Both sides’ social standings in the European game have fallen in more recent times, but the gap between them is not the chasm it appeared that day in London in 2012. Equally noteworthy is the manner in which their styles have changed.
Leinster were a joy to watch back then under Joe Schmidt. Though founded on a mean pack, their successes will always be remembered for an ability to produce scintillating as well as hard-nosed rugby. It is an exuberance they have lost in recent seasons.
Barakat’s observation, misjudged or not, was one shared by many and the narrative surrounding Leinster approaching this game has been one of a team leaning on a mean pack, aiming to keep it tight and pulverise the opposition into submission.
Preferably on a wet day.
Ulster, by way of contrast, are learning to express themselves that bit more. Like a young adult leaving the last vestiges of their teenage years behind. With Nick Williams moving on and two opensides in the pack, width is the new mantra up north. But there is more to them that that.
“They don’t mind playing with a bit more width,” Leinster coach Leo Cullen said. “They are a strong team defensively, they go hard at the breakdown and they make life pretty uncomfortable. The penalty count last week at the Ospreys was 10-0 against Ulster in the first-half.
“So they are a team that is more than happy to be on the edge at the breakdown. Some of that will be in our control and some of it will be in the officials’ control. That’s what makes them quite a hard team to play against.”
Ultimately, there are no points for style or grace at this time of the year. There aren’t even any points. Knockout rugby is rarely pretty – witness last weekend’s Champions Cup final in Lyon – and there are players on both sides who know that well.
Nacewa was a key figure on a number of Leinster teams that not only stymied Ulster’s European ambitions in 2012 but ones that did for their rivals’ PRO12 hopes over the course of three different seasons in recent times. All three games were at the RDS.
“You’ve just got to win at the end of the day,” said Nacewa. “It’s not about brand. it’s not about style in play-off footie, you’ve just got to win. That last 20 minutes of any play-off match is the most crucial. That’s when you have to execute the best we have the whole season.
“That’s why we play the game.”
The venue will help.
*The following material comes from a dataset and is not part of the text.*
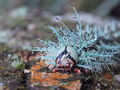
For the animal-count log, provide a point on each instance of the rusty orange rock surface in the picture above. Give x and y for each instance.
(52, 79)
No team has lost a home semi-final in six years of PRO12 play-offs though Ulster will have looked at the dwindling margins - from 15 points in 2011 to half-a-dozen in 2013 and just four two years ago – on their previous three knockout visits to Dublin and believe this is their time.
Close to 5,000 fans in the RDS will be theirs, they have a settled side untroubled by injuries, their form is favourable and they face a Leinster side that hasn’t delivered anything approximating to a convincing victory against meaningful opposition since at least January.
Not that Cullen sees it that way.
“Look, we needed a bloody good performance against Treviso (two weeks ago) and I think we took a few steps there,” he said. “We went back to basics that week and it’s what we needed to do. There’s still a lot of improvement we can make and we’ve been looking at over the last two weeks.
“Not having a game in the week of the European final gives you a chance to prepare early for this week. Once again it comes back to play-off rugby, (it is about) who can execute under pressure and who can do the basics best. This is what we’ve been building towards.”